If you speculate the branch is taken, and it is really not taken, then it takes 4 cycles to fill the pipeline, plus 2 to get them through, plus 3 because the branch was taken! This increases the CPI each time the branch is taken!

The second we know the address of the instruction we want to fetch, we want to know: is it a branch instruction? If it is, where is the target address? Is it taken or not?

For the LC2k, you can reliably know the target address for any jump instruction, since it is just PC + 1 + Offset! All of that information is encoded into the instruction! You can't reliably predict that the branch will be taken, since it is based on the contents of registers. You can predict with some accuracy, but not 100% accuracy.

Branch Prediction

Predicts the next fetch address (to be used in the next cycle). It requires three things to be predicted at the fetch stage:

• Whether the fetched instruction is a branch
• Branch direction (if conditional)
• Branch target address (if direction is taken)

Observation: Target address remains the same for a conditional direct branch accross dynamic instances

• Store the target address from previous instance and access it with the PC
• Called the Branch Target Buffer (BTB) or Branch Target Address Cache

The first time you encounter an instruction, you just guess. No problem, since the instruction will likely be ran hundreds of thousands of times.

• Compile time (static)

  • Always not taken
  • Always taken
  • BTFN (Backwards taken, forward not taken)
    • Tends to branch backward most of the time (loops)
  • Program analysis based (likely direction)

• Run time (dynamic)

  • Last time prediction (single bit)
  • Two-bit counter based prediction
  • Two-level prediction (global vs. local)
  • Hybrid

Static Branch Prediction

Always not taken:

• Simple to implement, no BTB, no direction prediction -> hardware simpler
• Accuracy is bad: ~30-40%.
• Compiler can layout code such that the likely path is the "not taken" path

Always taken:

• No direction prediction
• Better accuracy: ~60-70% (loops)

Backward taken, forward not taken:

• If backward, branch not taken. Else taken.

Dynamic Branch Prediction

• Last time predictor: single bit per branch (stored in BTB)
• Example: TTTTTTTTTNNNNNNNNN: 90% accuracy. However, you could get TNTNTNT... 0% accuracy.

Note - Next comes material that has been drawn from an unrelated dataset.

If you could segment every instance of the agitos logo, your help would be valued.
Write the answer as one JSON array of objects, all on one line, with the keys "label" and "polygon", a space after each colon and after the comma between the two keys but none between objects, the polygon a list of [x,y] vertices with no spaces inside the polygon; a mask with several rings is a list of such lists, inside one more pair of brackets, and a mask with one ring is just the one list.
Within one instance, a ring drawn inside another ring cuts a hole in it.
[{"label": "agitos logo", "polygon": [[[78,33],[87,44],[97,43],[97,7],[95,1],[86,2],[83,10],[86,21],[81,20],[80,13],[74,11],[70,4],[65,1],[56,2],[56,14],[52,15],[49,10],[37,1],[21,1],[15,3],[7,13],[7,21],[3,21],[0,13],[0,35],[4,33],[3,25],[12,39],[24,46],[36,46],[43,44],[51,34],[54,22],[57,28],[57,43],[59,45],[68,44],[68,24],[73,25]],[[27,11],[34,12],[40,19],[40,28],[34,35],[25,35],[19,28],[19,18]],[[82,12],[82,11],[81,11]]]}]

You can use more states to improve performance by using a 2-bit saturating 1-bit counter. If the number of the last taken is 3 or 2 out of 3, then predict taken. Else, predict not taken.

Exceptions

Sometimes you have exceptions, such as divide by zero or overflow. After the exception occurs, it makes sure that the instructions before happen, and the instructions after never occurred (never changed globally visible state). Then, you jump to the memory address (jalr) to handle that exception.

Superscalar pipelining

If you get lucky, you can get close to a CPI of 1 (ideal case – no stalls). In reality, it won't be quite that good. If you want to improve performance more, than you can use multiprocessors. You could share the cache, but not the register files.

In superscalar pipelining, you build two (or more) pipelines that execute in parallel. It's pretty hard for most programmers to debug multithreaded programs compared to singlethreaded programs.